Jen Adams

Current position
- Title: Head coach
- Team: Loyola

Biographical details
- Born: 19 August 1980 (age 45) Adelaide, South Australia

Playing career
- 1998–2001: Maryland
- Position: Attack

Coaching career (HC unless noted)
- 2004 2006: Denver (asst.)
- 2007 2008: Maryland (assoc. HC)
- 2009 present: Loyola

Head coaching record
- Overall: 22–13

Accomplishments and honors

Awards
- Tewaaraton Trophy (2001) 3× National Attacker of the Year (1999, 2000, 2001) 2× ACC Female Athlete of the Year (2000, 2001) Honda Award (2001) National Lacrosse Hall of Fame (2012)

= Jen Adams =

All-American lacrosse player

Jen Adams (born 1980) is the head women's lacrosse coach at Loyola University Maryland and was an All-American lacrosse player at the University of Maryland from 1998 to 2001, leading the Terrapins to national titles for four straight years, including a perfect 21 and 0 record in 1999, as well as a perfect 23 and 0 record in 2001. Maryland under coach Cindy Timchal won seven national titles in a row from 1995 through 2001. The Maryland lacrosse team has more Women's Division I lacrosse titles (14) than any other program. In the 2000 NCAA Lacrosse championship game, Adams scored five goals and had five assists, all in the second half, to turn a close game into a 16–8 victory over Princeton. While at Maryland, Adams was the first recipient of the Honda Award for women's lacrosse, awarded to the top player in a Division I school.

==Biography==
Adams, born in Adelaide, South Australia, began her lacrosse career with the Brighton Lacrosse Club. She first represented Australia as a 15-year-old in the U19 world championship winning team of 1995. She has gone on to represent Australia at the senior level, including captaining them to the Women's Lacrosse World Cup title in 2005. Adams also played for the Australian team at the 2009 Women's Lacrosse World Cup in Prague.
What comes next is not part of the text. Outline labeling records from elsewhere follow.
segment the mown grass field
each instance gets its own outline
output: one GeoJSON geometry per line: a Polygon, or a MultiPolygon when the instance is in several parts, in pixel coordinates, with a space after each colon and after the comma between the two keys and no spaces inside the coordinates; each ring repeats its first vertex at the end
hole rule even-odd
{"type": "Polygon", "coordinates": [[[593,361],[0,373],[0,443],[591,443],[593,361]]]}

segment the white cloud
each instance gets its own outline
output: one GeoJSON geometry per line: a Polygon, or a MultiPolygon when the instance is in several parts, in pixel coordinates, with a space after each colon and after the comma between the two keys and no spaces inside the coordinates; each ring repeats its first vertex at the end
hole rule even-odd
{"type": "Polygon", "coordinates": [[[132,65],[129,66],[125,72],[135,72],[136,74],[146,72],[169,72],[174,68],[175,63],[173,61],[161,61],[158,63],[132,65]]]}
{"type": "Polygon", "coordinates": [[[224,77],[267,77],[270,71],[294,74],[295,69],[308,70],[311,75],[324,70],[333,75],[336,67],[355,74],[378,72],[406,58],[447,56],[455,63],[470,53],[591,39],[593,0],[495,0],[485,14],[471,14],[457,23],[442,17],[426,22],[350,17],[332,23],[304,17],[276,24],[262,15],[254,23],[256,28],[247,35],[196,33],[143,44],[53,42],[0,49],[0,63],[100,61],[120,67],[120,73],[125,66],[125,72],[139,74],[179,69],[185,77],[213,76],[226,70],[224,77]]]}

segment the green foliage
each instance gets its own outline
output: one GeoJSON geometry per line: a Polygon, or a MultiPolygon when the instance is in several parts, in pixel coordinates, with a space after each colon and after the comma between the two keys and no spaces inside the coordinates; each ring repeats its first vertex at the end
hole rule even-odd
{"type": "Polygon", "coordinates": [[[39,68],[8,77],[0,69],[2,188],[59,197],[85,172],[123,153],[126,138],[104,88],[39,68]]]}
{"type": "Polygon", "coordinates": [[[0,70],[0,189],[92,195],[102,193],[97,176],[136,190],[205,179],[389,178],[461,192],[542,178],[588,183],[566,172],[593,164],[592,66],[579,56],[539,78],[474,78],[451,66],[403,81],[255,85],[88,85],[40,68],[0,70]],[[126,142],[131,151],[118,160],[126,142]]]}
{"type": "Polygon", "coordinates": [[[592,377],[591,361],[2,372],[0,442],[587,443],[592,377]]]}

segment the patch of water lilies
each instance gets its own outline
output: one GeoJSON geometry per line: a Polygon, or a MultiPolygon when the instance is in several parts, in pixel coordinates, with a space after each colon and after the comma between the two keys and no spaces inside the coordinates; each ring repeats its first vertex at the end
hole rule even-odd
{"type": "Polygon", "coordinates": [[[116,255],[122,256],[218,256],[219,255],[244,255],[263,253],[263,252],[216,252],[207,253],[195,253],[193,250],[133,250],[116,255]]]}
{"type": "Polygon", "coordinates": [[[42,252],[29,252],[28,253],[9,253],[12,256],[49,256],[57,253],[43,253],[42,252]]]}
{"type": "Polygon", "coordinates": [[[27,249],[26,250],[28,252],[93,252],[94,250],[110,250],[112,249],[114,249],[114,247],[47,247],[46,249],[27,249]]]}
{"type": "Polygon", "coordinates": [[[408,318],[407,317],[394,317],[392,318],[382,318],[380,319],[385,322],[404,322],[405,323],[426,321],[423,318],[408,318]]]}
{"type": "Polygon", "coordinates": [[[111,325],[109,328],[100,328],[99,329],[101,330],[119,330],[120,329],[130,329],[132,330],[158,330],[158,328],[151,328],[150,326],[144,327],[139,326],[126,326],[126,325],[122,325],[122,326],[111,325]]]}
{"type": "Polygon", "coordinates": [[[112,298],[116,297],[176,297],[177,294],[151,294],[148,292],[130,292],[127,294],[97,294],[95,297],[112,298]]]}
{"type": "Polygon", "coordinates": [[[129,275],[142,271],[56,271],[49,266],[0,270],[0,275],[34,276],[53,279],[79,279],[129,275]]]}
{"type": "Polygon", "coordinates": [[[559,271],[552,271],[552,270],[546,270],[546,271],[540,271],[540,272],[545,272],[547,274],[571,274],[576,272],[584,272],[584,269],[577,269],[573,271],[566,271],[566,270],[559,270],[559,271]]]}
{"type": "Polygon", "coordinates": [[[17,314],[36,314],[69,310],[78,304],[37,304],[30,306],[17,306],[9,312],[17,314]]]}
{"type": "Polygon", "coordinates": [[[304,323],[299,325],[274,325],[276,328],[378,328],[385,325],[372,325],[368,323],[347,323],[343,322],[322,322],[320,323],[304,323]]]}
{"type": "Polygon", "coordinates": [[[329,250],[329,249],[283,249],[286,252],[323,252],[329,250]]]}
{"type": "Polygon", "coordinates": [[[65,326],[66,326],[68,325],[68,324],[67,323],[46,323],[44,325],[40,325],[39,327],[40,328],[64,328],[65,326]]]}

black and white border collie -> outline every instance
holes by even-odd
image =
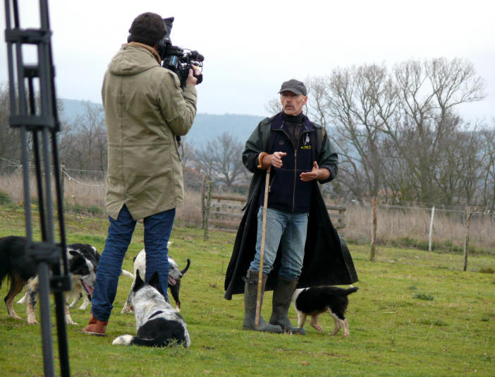
[[[35,316],[36,296],[39,288],[37,265],[25,252],[25,237],[9,236],[0,239],[0,285],[6,277],[11,282],[11,287],[4,301],[11,317],[22,319],[14,311],[13,303],[16,296],[25,285],[26,293],[20,300],[26,304],[28,323],[37,323]],[[96,280],[96,268],[83,254],[77,250],[67,249],[67,259],[69,272],[72,278],[73,289],[84,289],[87,294],[92,294]],[[82,287],[82,288],[80,288]],[[69,294],[74,294],[73,292]],[[69,313],[66,303],[66,323],[77,325]]]
[[[136,318],[136,336],[121,335],[112,345],[167,347],[183,345],[188,348],[190,339],[185,322],[181,314],[165,301],[157,289],[158,273],[154,273],[145,283],[136,272],[136,280],[130,292],[130,301]]]
[[[349,303],[348,296],[358,289],[357,287],[343,289],[337,287],[312,287],[296,289],[292,297],[292,303],[298,313],[298,327],[302,328],[306,317],[311,316],[310,325],[322,332],[318,323],[318,317],[328,311],[335,321],[332,335],[336,335],[341,328],[343,336],[349,336],[349,325],[344,313]]]
[[[86,259],[91,262],[94,271],[97,270],[100,256],[99,253],[98,253],[98,251],[94,246],[89,244],[71,244],[67,245],[67,249],[68,250],[78,251],[78,253],[82,254]],[[134,275],[126,270],[121,270],[121,275],[128,276],[131,279],[134,279]],[[79,307],[79,309],[85,310],[91,302],[91,295],[88,294],[86,289],[85,289],[82,285],[81,285],[78,282],[73,282],[72,291],[71,291],[71,294],[68,295],[67,297],[68,301],[72,300],[72,302],[69,305],[69,308],[73,308],[75,306],[79,300],[81,299],[83,299],[83,300],[82,304]],[[21,304],[21,301],[22,299],[20,300],[18,303]]]
[[[172,243],[169,241],[167,247],[170,247]],[[181,289],[181,280],[184,274],[189,270],[189,266],[190,265],[191,261],[189,258],[187,259],[187,265],[185,268],[179,270],[178,265],[176,261],[172,259],[170,256],[167,257],[169,259],[169,282],[168,286],[170,289],[170,293],[173,297],[173,300],[176,301],[176,310],[177,311],[181,311],[181,300],[179,299],[179,291]],[[135,276],[138,271],[139,271],[141,276],[145,276],[146,274],[146,253],[143,249],[139,252],[138,256],[134,258],[134,276]],[[129,313],[131,311],[130,306],[130,293],[133,291],[133,287],[134,287],[135,282],[130,285],[130,292],[129,292],[129,295],[126,300],[126,304],[121,311],[121,313],[123,314],[125,313]]]

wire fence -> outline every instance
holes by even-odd
[[[34,167],[32,169],[31,196],[37,197]],[[87,215],[104,216],[105,172],[62,167],[61,179],[66,211]],[[201,227],[202,220],[201,188],[203,177],[186,176],[185,198],[177,209],[178,224]],[[197,181],[201,181],[198,184]],[[16,161],[0,157],[0,205],[23,203],[23,169]],[[343,203],[326,198],[327,205],[344,205],[345,227],[340,232],[347,240],[369,243],[372,229],[372,199]],[[410,203],[407,206],[386,203],[378,205],[377,244],[417,247],[433,251],[462,252],[465,235],[466,210],[462,208],[439,208],[433,205]],[[334,219],[335,220],[335,219]],[[336,220],[335,220],[336,221]],[[471,211],[471,252],[495,254],[495,214],[478,209]]]

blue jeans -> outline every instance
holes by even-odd
[[[153,273],[157,271],[161,288],[159,290],[167,301],[169,267],[167,242],[172,232],[175,215],[176,209],[172,208],[145,217],[144,220],[146,250],[145,281],[148,282]],[[121,210],[117,220],[110,217],[109,220],[109,234],[98,263],[94,291],[91,300],[91,312],[94,318],[103,321],[108,321],[110,318],[122,262],[136,225],[135,220],[133,220],[126,205]]]
[[[263,207],[259,207],[256,255],[249,268],[251,271],[259,271],[262,222]],[[273,269],[276,252],[280,244],[282,255],[281,267],[279,275],[286,279],[298,279],[302,270],[307,230],[307,213],[291,213],[268,208],[267,210],[263,273],[268,275]]]

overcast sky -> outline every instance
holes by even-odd
[[[20,0],[21,27],[39,27],[38,1]],[[468,119],[495,117],[495,2],[415,0],[49,1],[58,95],[101,102],[104,73],[136,16],[176,18],[174,44],[204,56],[199,112],[266,115],[281,83],[336,67],[465,58],[487,82]],[[7,79],[1,10],[0,80]]]

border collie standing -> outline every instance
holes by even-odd
[[[169,247],[172,243],[169,241],[167,247]],[[173,297],[173,300],[176,301],[176,310],[177,311],[181,311],[181,300],[179,299],[179,290],[181,289],[181,279],[184,275],[184,274],[189,269],[191,261],[189,258],[187,259],[187,265],[185,268],[179,270],[178,266],[173,259],[167,257],[169,259],[169,282],[168,286],[170,289],[170,293]],[[143,249],[139,252],[138,256],[134,258],[134,275],[135,276],[138,271],[141,274],[142,276],[145,276],[146,274],[146,253]],[[130,285],[130,292],[129,292],[129,295],[126,300],[126,304],[121,311],[121,313],[129,313],[132,309],[130,308],[130,294],[133,291],[133,287],[134,287],[135,282]]]
[[[185,322],[181,314],[165,301],[158,291],[158,273],[145,283],[136,272],[136,280],[130,292],[130,301],[136,318],[136,336],[125,335],[116,338],[112,345],[138,345],[147,347],[183,345],[191,342]]]
[[[5,277],[8,277],[11,287],[4,299],[7,311],[11,317],[22,319],[13,309],[13,301],[16,296],[26,286],[25,301],[28,323],[37,323],[35,316],[36,295],[39,282],[36,275],[36,264],[25,252],[25,237],[9,236],[0,239],[0,285]],[[71,274],[73,288],[82,287],[87,294],[92,294],[96,280],[96,268],[85,256],[76,250],[67,249],[67,259]],[[77,325],[69,313],[68,306],[65,305],[66,323]]]
[[[349,303],[348,296],[358,289],[353,287],[345,289],[337,287],[313,287],[296,289],[292,297],[292,303],[298,312],[298,327],[302,328],[306,317],[311,316],[310,325],[322,332],[318,324],[318,317],[328,311],[335,321],[332,335],[336,335],[343,328],[343,336],[349,336],[349,325],[344,313]]]

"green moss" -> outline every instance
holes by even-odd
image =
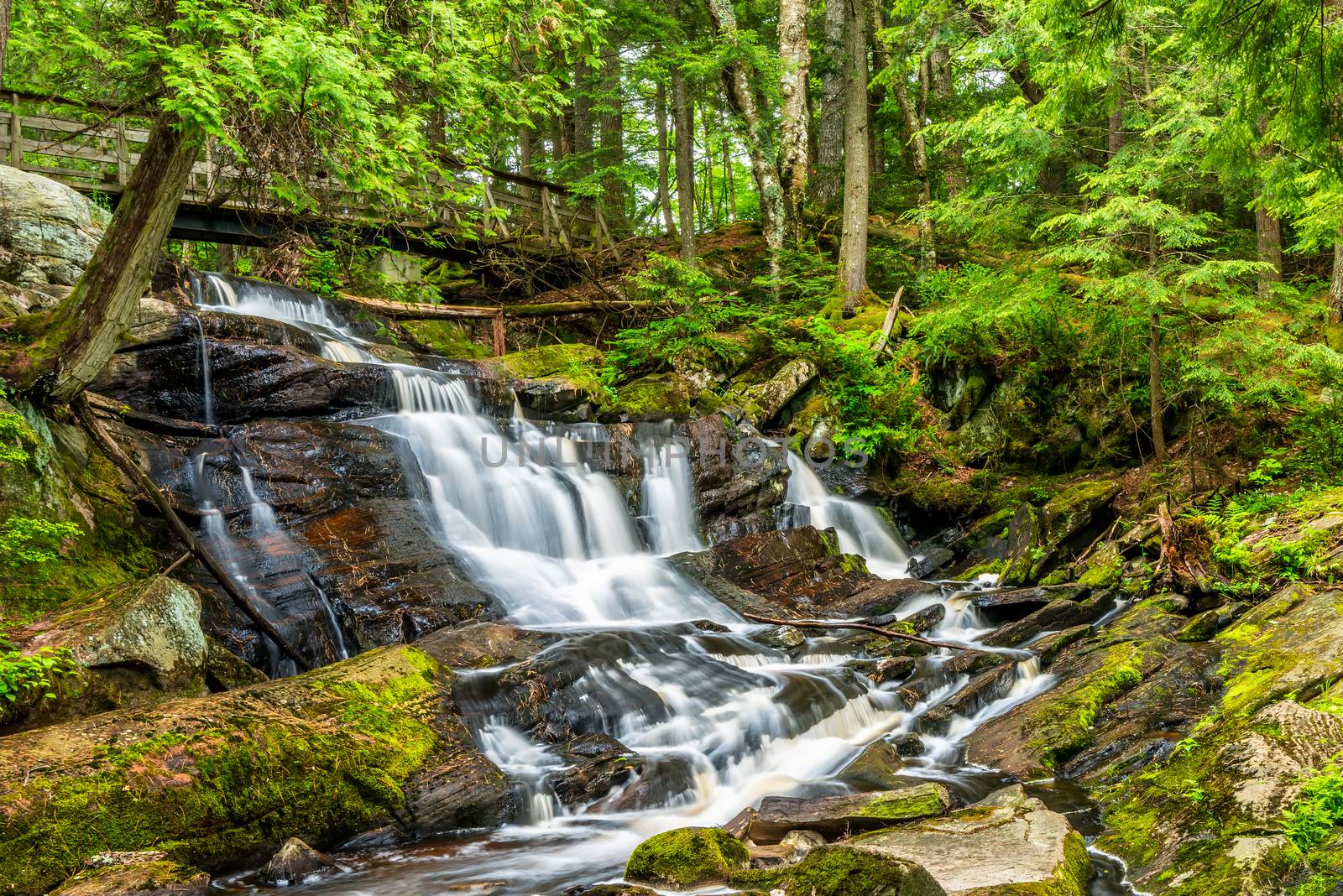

Adams is ranked second all-time in NCAA women's lacrosse scoring with 445 career points, (267 goals and 178 assists in 86 games). Adams was a three-time national player of the year and was the first-ever winner of the Tewaaraton Trophy, given annually to the nation's top player. She is regarded as the finest female lacrosse player of all time.

In between stints with the Koalas, she has played independent club lacrosse in Baltimore, and was the only woman ever drafted into the National Lacrosse League with the Washington Power. She also was selected to try to jumpstart a women's professional league in 2001, but it did not get beyond a series of summer exhibition games.

After assistant coaching stints with Denver University and the University of Maryland, Adams was hired in June 2008 as head coach of the Greyhounds. In 2009, Loyola had an 11–6 record including wins over top 20 teams Georgetown and Cornell. The team finished the year fourth in the Big East.

In 2016, she was named first-ever head coach of the Baltimore Ride, who participated in the inaugural season of the United Women's Lacrosse League.

==Statistics==

===University of Maryland===
| | | | | | | |
| Season | GP | G | A | Pts | PPG | |
| 1998 | 21 | 27 | 17 | 44 | – | |
| 1999 | 21 | 71 | 46 | 117 | 5.57 | |
| 2000 | 22 | 81 | 55 | 136 | 6.18 | |
| 2001 | 22 | 88 | 60 | 148 | 6.73 | |
| Totals | 86 | 267 | 178 | 445 | 5.17 | |

==National team==
As of 2019, she has been head coach of the Australian U19 women's national lacrosse team.